Semantic-similarity chunking via chonkie's
[`SemanticChunker`](https://docs.chonkie.ai/oss/chunkers/semantic-chunker).

```python
ChonkieSemanticChunker(
    *,
    embedding_model: str = "minishlab/potion-base-32M",
    threshold: float = 0.8,
    chunk_size: int = 2048,
    similarity_window: int = 3,
    min_sentences_per_chunk: int = 1,
    skip_window: int = 0,
    filter_window: int = 5,
    filter_polyorder: int = 3,
)
```

| Parameter                 | Default                          | Description                                       |
| ------------------------- | -------------------------------- | ------------------------------------------------- |
| `embedding_model`         | `"minishlab/potion-base-32M"`    | Model for semantic embeddings.                    |
| `threshold`               | `0.8`                            | Similarity threshold in `[0, 1]`.                 |
| `chunk_size`              | `2048`                           | Maximum tokens per chunk.                         |
| `similarity_window`       | `3`                              | Sentences to consider for similarity.             |
| `min_sentences_per_chunk` | `1`                              | Minimum sentences per chunk.                      |
| `skip_window`             | `0`                              | Groups to skip when merging.                      |
| `filter_window`           | `5`                              | Savitzky-Golay filter window length.              |
| `filter_polyorder`        | `3`                              | Polynomial order for the filter.                  |

## `ChonkieNeuralChunker`

BERT-based semantic-shift chunking via chonkie's
[`NeuralChunker`](https://docs.chonkie.ai/oss/chunkers/neural-chunker).

```python
ChonkieNeuralChunker(
    *,
    model: str = "mirth/chonky_modernbert_base_1",
    device_map: str = "cpu",
    min_characters_per_chunk: int = 10,
)
```

| Parameter                  | Default                              | Description                                         |
| -------------------------- | ------------------------------------ | --------------------------------------------------- |
| `model`                    | `"mirth/chonky_modernbert_base_1"`   | Fine-tuned BERT model name.                         |
| `device_map`               | `"cpu"`                              | Inference device (`"cpu"`, `"cuda"`, `"mps"`).      |
| `min_characters_per_chunk` | `10`                                 | Minimum chunk length in characters.                 |

## `ChonkieCodeChunker`

AST-aware code chunking via chonkie's
[`CodeChunker`](https://docs.chonkie.ai/oss/chunkers/code-chunker).
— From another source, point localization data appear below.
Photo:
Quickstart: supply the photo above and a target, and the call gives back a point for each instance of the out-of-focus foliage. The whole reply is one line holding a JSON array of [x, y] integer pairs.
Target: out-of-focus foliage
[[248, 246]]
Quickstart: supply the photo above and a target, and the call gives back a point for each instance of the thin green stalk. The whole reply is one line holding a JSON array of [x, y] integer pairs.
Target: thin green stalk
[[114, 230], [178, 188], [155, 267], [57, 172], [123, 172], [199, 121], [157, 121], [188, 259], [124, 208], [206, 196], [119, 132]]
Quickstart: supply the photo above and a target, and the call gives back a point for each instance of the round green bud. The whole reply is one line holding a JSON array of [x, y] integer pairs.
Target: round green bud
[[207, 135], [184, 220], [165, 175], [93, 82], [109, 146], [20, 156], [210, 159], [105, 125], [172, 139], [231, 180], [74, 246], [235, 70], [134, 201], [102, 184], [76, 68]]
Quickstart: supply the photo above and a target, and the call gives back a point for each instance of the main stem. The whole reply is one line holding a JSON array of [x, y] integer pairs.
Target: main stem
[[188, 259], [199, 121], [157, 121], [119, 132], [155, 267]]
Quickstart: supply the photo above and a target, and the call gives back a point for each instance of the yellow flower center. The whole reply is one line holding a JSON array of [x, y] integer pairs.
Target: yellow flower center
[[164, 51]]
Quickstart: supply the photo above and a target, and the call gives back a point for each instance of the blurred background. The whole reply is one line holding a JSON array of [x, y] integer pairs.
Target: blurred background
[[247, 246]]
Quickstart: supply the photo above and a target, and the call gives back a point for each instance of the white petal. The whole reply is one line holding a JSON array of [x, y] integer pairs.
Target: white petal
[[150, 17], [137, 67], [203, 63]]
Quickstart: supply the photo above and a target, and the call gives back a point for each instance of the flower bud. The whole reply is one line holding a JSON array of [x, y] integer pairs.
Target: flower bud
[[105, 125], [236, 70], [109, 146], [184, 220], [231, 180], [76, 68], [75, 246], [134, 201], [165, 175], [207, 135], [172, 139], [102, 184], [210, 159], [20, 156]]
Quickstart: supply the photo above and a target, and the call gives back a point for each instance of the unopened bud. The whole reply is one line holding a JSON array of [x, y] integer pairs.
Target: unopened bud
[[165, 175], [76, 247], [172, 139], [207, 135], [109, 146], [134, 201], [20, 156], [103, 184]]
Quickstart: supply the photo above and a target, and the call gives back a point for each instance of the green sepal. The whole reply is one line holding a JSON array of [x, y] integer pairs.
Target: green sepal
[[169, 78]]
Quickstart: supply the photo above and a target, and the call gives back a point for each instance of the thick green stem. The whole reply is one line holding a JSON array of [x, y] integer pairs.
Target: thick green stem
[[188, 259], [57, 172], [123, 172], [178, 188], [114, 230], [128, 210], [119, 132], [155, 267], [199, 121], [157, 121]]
A separate
underlying chonkie chunker is constructed lazily per `language` and cached on
the instance, so repeated `.split(..., language=...)` calls for the same
language reuse the same parser.

```python
ChonkieCodeChunker(
    *,
    tokenizer: str = "character",
    chunk_size: int = 2048,
)

chunker.split(text, *, language="python")
```

| Parameter    | Default       | Description                          |
| ------------ | ------------- | ------------------------------------ |
| `tokenizer`  | `"character"` | Tokenizer name.                      |
| `chunk_size` | `2048`        | Maximum tokens per chunk.            |

`language` accepts any chonkie-supported language identifier
(`"python"`, `"javascript"`, `"rust"`, etc.).